E se questo ha suscitato in noi un certo fastidio, è un segnale importante del perimetro corretto in cui il chatbot dovrebbe collocarsi all’interno di un contact center. Di contro, uno dei fenomeni che genera maggiore insoddisfazione è il tempo d’attesa prima di ottenere una risposta. Nell’era in cui il marketing mira a ruotare attorno alla centralità del cliente, rimanere molti minuti ad aspettare al telefono oppure in chat rende questa presunta centralità un puro esercizio accademico.
L’importanza dell’esperienza omnicanale per il cliente
Questo non significa che gli assistenti virtuali siano da bandire. Molte ricerche attestano che possono fare la differenza per risolvere problemi molto semplici, ma che le persone sono alla ricerca di un interlocutore all’altezza, e quindi umano, quando devono affrontare questioni complesse. Inoltre, le ricerche sono concordi nel ritenere che i clienti prediligono un’esperienza omnicanale, e non frammentata tra vari touchpoint (telefono, chat, social, e-mail ecc.).

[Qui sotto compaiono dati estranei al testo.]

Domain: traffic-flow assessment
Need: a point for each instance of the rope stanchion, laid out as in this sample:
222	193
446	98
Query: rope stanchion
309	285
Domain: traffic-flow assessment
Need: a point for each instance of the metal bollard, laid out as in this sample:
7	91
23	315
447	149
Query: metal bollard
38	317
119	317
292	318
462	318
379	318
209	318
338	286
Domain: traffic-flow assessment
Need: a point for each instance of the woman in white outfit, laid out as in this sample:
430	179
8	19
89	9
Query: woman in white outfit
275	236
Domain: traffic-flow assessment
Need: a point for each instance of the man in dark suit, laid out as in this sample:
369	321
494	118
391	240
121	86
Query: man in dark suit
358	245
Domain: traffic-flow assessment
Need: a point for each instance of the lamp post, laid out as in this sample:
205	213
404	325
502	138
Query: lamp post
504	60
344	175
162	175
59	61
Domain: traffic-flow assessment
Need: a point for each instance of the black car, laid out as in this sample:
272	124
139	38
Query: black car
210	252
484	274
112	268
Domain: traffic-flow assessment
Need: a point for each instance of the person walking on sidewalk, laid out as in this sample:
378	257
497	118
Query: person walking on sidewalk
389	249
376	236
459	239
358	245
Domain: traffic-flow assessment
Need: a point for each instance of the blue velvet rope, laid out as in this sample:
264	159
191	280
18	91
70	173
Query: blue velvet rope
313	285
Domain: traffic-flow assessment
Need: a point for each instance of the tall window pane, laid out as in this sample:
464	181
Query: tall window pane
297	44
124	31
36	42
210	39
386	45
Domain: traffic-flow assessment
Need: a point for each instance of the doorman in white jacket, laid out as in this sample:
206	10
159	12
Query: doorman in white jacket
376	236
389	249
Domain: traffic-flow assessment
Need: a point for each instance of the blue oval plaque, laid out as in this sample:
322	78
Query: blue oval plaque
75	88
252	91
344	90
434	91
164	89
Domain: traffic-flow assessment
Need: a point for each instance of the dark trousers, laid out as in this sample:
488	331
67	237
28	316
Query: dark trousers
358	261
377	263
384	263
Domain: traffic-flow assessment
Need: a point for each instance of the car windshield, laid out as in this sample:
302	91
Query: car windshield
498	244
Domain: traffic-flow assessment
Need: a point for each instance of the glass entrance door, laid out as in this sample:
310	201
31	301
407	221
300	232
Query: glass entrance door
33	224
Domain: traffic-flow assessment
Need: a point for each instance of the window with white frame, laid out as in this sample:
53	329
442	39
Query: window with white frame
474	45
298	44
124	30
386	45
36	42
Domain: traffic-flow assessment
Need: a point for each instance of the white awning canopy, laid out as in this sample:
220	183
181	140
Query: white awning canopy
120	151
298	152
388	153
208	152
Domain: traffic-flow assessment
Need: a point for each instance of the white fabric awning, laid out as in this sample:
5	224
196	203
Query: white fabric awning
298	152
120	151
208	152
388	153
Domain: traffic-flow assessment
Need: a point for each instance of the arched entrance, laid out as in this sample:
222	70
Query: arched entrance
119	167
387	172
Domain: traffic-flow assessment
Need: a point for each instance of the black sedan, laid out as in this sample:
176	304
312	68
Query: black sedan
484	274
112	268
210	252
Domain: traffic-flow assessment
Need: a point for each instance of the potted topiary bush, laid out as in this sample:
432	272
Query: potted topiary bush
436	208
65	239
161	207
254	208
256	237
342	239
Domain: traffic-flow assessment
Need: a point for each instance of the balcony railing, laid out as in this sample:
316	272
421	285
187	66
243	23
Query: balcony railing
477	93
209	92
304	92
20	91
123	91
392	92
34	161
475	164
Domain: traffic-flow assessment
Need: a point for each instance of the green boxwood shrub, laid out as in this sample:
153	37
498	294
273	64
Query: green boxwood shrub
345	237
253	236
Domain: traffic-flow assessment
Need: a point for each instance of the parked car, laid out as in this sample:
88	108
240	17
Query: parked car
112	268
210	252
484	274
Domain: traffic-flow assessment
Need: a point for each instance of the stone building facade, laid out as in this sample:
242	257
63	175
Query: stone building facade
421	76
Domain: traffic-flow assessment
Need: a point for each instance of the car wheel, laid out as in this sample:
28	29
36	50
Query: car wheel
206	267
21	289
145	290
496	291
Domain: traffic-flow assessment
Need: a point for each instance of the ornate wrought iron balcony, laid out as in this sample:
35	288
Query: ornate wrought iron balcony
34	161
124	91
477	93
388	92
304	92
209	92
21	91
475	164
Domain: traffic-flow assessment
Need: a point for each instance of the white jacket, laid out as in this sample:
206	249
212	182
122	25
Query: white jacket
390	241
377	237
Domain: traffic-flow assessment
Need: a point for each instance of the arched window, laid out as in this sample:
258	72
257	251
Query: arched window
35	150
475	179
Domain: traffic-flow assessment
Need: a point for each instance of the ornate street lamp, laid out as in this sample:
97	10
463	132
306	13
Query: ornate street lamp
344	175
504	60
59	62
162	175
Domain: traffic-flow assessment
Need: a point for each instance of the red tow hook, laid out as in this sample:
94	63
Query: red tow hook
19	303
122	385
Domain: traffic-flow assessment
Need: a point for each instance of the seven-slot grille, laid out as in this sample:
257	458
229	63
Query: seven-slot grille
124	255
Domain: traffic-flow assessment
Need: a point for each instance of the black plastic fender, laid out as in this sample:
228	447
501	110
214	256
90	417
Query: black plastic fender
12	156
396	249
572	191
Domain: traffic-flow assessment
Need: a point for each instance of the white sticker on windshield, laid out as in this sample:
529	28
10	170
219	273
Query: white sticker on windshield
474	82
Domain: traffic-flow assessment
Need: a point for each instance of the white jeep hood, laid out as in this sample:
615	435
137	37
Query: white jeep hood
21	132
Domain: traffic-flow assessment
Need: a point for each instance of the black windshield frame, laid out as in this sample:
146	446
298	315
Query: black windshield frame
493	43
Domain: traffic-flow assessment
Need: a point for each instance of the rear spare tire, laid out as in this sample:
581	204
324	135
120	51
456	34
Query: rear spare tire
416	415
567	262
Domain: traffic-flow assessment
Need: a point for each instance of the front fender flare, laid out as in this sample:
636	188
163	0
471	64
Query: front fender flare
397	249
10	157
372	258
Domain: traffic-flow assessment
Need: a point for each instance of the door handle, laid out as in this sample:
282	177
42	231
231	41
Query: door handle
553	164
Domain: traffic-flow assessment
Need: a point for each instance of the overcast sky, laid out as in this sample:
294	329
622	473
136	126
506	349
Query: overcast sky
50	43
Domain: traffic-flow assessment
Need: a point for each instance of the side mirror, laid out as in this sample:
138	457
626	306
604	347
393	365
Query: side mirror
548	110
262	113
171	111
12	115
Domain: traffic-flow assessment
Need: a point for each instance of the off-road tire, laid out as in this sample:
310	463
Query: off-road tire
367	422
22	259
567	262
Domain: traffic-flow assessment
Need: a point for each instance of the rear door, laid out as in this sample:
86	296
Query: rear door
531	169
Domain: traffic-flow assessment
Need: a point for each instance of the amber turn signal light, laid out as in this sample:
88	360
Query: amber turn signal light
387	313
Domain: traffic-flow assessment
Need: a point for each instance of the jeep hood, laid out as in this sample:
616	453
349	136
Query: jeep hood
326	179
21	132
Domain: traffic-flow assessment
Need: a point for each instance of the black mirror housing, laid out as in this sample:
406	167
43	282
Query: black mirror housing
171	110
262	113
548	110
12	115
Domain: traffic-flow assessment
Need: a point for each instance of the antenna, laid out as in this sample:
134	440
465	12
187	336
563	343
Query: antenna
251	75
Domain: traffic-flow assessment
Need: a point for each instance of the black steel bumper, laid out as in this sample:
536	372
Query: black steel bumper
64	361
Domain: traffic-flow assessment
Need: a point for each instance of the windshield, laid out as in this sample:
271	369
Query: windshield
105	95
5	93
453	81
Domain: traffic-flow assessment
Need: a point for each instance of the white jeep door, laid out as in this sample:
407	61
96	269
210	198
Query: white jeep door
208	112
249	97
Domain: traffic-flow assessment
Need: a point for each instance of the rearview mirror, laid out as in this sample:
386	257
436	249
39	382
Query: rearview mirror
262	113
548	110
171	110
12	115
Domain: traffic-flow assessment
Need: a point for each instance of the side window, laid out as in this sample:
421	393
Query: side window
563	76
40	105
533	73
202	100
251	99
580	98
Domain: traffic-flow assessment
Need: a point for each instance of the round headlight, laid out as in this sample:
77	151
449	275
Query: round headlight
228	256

Lo si ricava ad esempio dall’Osservatorio Omnichannel Customer Experience del Politecnico di Milano, la cui ultima edizione attesta che il 98% degli utenti che ha vissuto esperienze omnicanale si dichiara pienamente soddisfatto. Un contact center, perciò, deve rendere possibile questo tipo di esperienza, altrimenti sortirà l’effetto opposto. Invece di creare empatia ed engagement, contribuirà a far disaffezionare il consumatore a causa della frustrazione che ha creato.
La questione interessante è che oggi le tecnologie per i contact center non sono più appannaggio esclusivo delle grandi aziende o degli outsourcer a cui vengono esternalizzate funzioni di customer care. La crescente offerta di sistemi in cloud, spesso in modalità Software-as-as-Service (SaaS), ha democratizzato l’accesso a questa tipologia di soluzioni. E lo ha fatto sia eliminando la complessità architetturale che in precedenza richiedeva competenze specifiche per l’installazione in locale, sia spostando l’onere della spesa dagli investimenti Capex a quelli Opex. Il che vuol dire che qualunque azienda, compresa una PMI, può modulare la subscription di un software per contact center parametrandola in base a coloro che devono utilizzarlo. Con il vantaggio di non dover allocare risorse economiche rilevanti nell’acquisto di un prodotto informatico, ma di usufruirne a fronte del pagamento di un canone periodico.
Come scegliere il contact center adatto alle proprie esigenze
La flessibilità garantita dai contact center più moderni ben si adatta all’andamento del business, poiché ottimizza il ricorso agli operatori chiamati a seguire il flusso di richieste e di domande di assistenza della clientela. In questo caso, allora, il famoso chatbot può contribuire a migliorare la qualità della customer experience, a patto che il contact center offra integrazioni native di tutti i canali. In altri termini, un assistente virtuale che fa da filtro iniziale non basta se poi persistono dei silos tra un touchpoint e l’altro. Le lunghe attese e la mancanza di una visione univoca sul cliente sono all’origine della disistima nei confronti di un brand.
Ecco perché, quando si sceglie un sistema di gestione per il proprio contact center, occorre sincerarsi che supporti una effettiva dimensione omnicanale, permettendo di “riconoscere” il cliente a prescindere dal punto di contatto preferito di volta in volta. Questa è l’unica strada possibile che porta alla soddisfazione e alla fiducia. Una strada lungo la quale c’è bisogno anche dell’intelligenza artificiale, a patto che sia inserita nel contesto di un’attenzione vera al cliente.
Oggi più che mai è su questo che viene misurata la credibilità di un’azienda, non su affermazioni generiche e di principio. Un contact center serve appunto a dare concretezza a questa attenzione e, per farlo, deve poggiarsi su una tecnologia adeguata.